CRITICAL REVIEW JURNAL PERENCANAAN PESISIR
POLA PENGUASAAN DAN PEMANFAATAN
WILAYAH PERAIRAN PESISIR SECARA TURUN TEMURUN OLEH SUKU BAJO
· Ringkasan
Kajian critical review ini
berasal dari penelitian yang dilakukan oleh Sri Susyanti Nur dengan judul “Pola
Penguasaan Dan Pemanfaatan Wilayah Perairan Pesisir Secara Turun Temurun Oleh
Suku Bajo”. Jurnal ini berisi tentang pola penguasaan dan pemanfaatan wilayah
perairan pesisir secara turun temurun oleh suku bajo.
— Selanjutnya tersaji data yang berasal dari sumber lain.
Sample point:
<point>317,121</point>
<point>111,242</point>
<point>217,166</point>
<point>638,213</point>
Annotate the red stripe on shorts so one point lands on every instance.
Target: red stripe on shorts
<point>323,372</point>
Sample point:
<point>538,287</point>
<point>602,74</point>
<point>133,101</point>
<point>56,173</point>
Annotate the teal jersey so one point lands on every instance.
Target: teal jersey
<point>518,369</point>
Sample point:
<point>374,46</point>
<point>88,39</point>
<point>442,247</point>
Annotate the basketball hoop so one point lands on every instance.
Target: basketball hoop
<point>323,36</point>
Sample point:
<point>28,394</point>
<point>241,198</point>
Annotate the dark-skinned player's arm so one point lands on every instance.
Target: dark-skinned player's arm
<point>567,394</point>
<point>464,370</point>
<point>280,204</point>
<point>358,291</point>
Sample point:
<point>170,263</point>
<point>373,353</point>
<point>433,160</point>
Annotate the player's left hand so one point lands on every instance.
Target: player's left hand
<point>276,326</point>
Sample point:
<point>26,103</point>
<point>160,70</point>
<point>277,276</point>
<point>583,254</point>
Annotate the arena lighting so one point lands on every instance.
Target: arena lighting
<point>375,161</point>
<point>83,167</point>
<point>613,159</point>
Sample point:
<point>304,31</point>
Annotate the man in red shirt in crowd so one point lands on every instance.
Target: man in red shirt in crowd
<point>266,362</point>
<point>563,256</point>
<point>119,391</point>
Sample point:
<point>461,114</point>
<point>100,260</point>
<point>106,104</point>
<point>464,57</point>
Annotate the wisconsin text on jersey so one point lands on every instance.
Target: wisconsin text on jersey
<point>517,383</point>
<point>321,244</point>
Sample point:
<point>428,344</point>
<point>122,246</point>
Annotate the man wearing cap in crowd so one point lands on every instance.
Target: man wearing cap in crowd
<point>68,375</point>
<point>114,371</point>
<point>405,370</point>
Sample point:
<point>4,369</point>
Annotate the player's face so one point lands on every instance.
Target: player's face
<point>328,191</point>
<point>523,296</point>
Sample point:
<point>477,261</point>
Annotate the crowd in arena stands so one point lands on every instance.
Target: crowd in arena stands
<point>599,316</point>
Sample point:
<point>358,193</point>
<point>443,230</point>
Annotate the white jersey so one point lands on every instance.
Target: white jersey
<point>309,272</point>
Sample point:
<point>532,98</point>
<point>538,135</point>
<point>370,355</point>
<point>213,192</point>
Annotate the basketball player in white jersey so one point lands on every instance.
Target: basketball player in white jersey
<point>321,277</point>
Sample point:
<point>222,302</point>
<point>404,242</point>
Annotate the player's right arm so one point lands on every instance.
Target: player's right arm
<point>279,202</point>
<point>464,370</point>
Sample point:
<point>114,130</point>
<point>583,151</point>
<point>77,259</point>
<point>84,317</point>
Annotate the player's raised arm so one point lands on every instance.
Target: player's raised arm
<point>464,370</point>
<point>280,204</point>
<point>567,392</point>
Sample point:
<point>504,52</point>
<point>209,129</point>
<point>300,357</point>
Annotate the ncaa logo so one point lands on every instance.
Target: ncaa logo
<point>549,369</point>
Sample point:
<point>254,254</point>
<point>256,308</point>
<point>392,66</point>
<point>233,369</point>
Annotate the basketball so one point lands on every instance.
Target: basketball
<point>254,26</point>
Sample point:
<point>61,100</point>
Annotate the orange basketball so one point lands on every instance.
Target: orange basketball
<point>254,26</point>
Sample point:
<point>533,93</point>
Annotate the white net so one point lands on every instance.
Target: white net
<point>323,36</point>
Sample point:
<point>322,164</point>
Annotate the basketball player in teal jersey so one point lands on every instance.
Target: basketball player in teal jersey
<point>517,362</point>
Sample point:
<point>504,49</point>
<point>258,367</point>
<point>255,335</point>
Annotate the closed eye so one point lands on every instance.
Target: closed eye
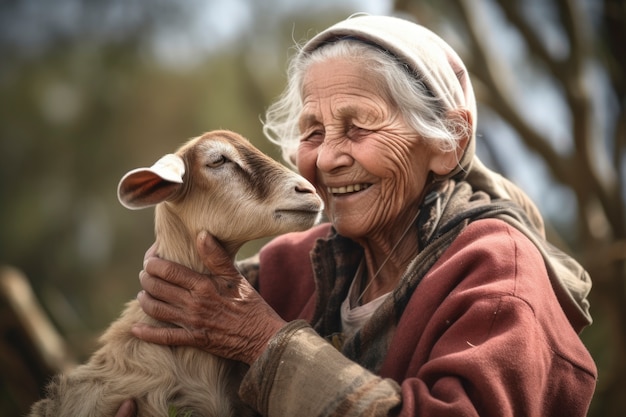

Penelitian ini di latar
belakangi dari semakin terdesaknya wilayah perairan pesisir yang dikuasai sejak
lama oleh masyarakat Suku Bajo secara turun temurun. Dari hal tersebut membuat
permukiman Suku Bajo berpindah ke wilayah daratan, dimana daerah tersebut belum
ditetapkannya peraturan rencana zonasi wilayah perairan dan pulau-pulau kecil (RZWP3K).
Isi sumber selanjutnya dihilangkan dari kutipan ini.